Gruen Transfer panelist and Leo Burnett Australia CEO Todd Sampson maintains that creativity is the last remaining competitive advantage business has.
Todd Sampson presenting at AIME yesterday
Attendees at Todd Sampson’s AIME presentation yesterday walked away with a renewed passion for power of creative thinking. For those who missed his presentation, here are the key points.
Creativity in business: Sampson recounted an MBA program lecture that changed his life. The point? That creativity is critical to business and not intrinsically linked to the arts. He said, “ My parents actively discouraged me from doing anything to do with the arts because they wanted me to make money. I would look at arts students at uni and think, ‘losers’. When I realised the link between creativity and business, it literally changed my life.”
Your personal creativity is key: Sampson said, “Your personal creativity has the power to impact the world around you”.
He recounted how a group of ordinary people sat around a meeting table at Hilton Sydney and came up with the idea for Earth Hour, an initiative that eventually saw the citizens of 620 cities around the world turn off their lights in an attempt to save the planet.
Of the success of the program on the first night in Sydney, Sampson said, “At the time I thought, ‘I can’t believe I got Sydneysiders to turn off their lights and I can’t believe I got to hug Cate Blanchett’.”
Creativity can solve any problem: Break down the problem into one question, list all the assumptions you have about that problem and then turn the whole thing on its head.
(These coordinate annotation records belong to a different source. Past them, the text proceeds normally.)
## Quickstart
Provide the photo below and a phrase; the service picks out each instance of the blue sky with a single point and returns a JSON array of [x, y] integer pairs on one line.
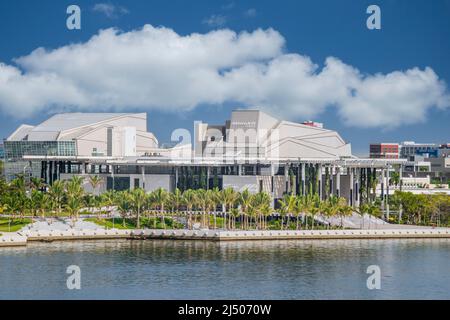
[[413, 34]]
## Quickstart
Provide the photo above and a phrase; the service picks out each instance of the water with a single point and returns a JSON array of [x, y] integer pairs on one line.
[[158, 269]]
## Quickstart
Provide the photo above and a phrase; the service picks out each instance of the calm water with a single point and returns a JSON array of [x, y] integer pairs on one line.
[[232, 270]]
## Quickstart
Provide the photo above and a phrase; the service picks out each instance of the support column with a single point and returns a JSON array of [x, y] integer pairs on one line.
[[320, 181], [352, 182], [387, 194], [357, 187], [382, 188], [286, 178], [338, 181], [400, 209], [143, 177]]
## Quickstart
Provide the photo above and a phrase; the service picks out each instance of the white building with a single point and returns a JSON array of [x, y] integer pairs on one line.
[[252, 150]]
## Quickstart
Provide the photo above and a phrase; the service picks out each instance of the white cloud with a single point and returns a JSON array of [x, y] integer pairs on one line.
[[110, 10], [215, 20], [155, 68], [251, 13]]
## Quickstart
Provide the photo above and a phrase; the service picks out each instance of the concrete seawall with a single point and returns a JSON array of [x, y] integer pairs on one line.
[[21, 238]]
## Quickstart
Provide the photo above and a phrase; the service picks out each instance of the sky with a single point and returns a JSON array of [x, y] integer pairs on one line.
[[182, 61]]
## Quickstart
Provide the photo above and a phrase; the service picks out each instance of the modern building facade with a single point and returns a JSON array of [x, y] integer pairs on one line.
[[410, 148], [384, 150], [252, 150]]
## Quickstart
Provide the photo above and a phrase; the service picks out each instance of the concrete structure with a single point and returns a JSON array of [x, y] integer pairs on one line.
[[252, 150], [384, 150], [411, 148]]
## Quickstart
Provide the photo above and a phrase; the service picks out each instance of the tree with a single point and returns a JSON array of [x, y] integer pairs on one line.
[[245, 200], [75, 191], [189, 201], [161, 197], [138, 200], [56, 192], [123, 202]]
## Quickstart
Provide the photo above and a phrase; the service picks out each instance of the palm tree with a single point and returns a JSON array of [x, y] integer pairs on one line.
[[36, 183], [189, 201], [74, 189], [229, 197], [344, 210], [314, 207], [222, 199], [161, 197], [138, 200], [245, 200], [123, 202], [73, 206], [299, 208], [260, 201], [56, 192]]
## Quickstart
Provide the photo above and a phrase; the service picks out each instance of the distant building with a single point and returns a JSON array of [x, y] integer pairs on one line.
[[444, 151], [411, 148], [251, 150], [313, 124], [384, 150]]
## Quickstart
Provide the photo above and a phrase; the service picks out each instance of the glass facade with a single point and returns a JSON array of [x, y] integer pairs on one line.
[[15, 150]]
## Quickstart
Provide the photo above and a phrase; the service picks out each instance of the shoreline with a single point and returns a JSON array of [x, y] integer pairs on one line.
[[21, 238]]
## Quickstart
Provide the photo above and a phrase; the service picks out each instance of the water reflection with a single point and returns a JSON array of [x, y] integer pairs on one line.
[[284, 269]]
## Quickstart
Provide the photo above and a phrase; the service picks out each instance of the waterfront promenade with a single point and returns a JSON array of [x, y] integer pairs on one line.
[[90, 233]]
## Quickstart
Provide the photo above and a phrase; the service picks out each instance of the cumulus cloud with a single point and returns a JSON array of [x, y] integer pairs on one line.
[[251, 13], [110, 10], [156, 68], [215, 20]]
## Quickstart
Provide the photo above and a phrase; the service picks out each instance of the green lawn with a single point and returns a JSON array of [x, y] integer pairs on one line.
[[131, 223], [16, 224]]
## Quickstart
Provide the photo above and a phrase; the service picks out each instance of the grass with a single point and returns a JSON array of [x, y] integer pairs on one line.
[[131, 223], [16, 224]]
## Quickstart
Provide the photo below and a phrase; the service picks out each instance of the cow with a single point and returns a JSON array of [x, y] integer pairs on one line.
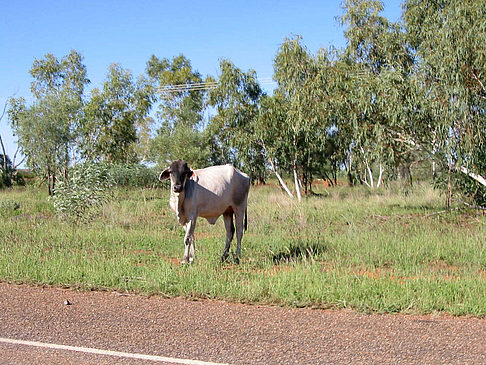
[[208, 193]]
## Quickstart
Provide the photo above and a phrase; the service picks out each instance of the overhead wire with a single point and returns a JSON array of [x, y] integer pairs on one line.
[[197, 86]]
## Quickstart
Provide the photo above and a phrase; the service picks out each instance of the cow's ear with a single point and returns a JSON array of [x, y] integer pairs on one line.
[[187, 170], [165, 174]]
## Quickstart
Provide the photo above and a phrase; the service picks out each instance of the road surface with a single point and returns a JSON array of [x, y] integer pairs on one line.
[[61, 326]]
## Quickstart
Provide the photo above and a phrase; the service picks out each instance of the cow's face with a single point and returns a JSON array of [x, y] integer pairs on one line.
[[178, 171]]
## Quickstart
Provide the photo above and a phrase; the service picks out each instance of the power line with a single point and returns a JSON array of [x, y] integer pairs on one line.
[[196, 86]]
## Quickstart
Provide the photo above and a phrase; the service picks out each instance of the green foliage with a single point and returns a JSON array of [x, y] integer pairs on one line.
[[180, 114], [46, 129], [9, 208], [8, 174], [108, 130], [231, 131], [374, 251], [80, 196]]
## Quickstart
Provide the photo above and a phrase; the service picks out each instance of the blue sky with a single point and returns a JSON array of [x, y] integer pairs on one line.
[[129, 32]]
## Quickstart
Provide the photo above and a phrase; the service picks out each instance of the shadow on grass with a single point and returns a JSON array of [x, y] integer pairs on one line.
[[298, 251]]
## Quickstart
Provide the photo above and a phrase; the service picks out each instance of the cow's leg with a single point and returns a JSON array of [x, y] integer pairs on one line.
[[189, 248], [230, 231], [239, 218]]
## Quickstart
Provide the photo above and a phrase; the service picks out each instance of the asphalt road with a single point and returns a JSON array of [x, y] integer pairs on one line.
[[178, 331]]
Sampson used an example of how companies in Canada were polluting rivers. The government wasn’t in a position where it could successfully legislate against big business so it simply changed the law so that companies’ water intake pipes had to be downstream from their output pipes. Problem solved.
Creativity can be learned and then practiced: Sampson maintains that we live in an age of ‘institutionalised conservatism’ where many organisations outsource creativity to advertising agencies. He said, “Advertising is the price people pay for being unoriginal”. He says all people are creative and that organisations need to tap into the talent they have in-house and that leaders should get their teams together and brainstorm as many ideas as possible with no filters and no ‘black hat’.
Rent a head: Struggling for ideas? Borrow someone else’s perspective. Sampson said, “Ask yourself, ‘How would Richard Branson solve this problem or Nelson Mandela or IBM?’.”
Be brave for five minutes longer than your competitors: Sampson said, “The most spectacular leaders are no different to ordinary people; they’re just brave for five minutes longer”. Action overcomes fear and progress is better than perfection. He said that we’re all afraid of failing and looking bad but we need to overcome that fear for long enough (at least) to get the job done.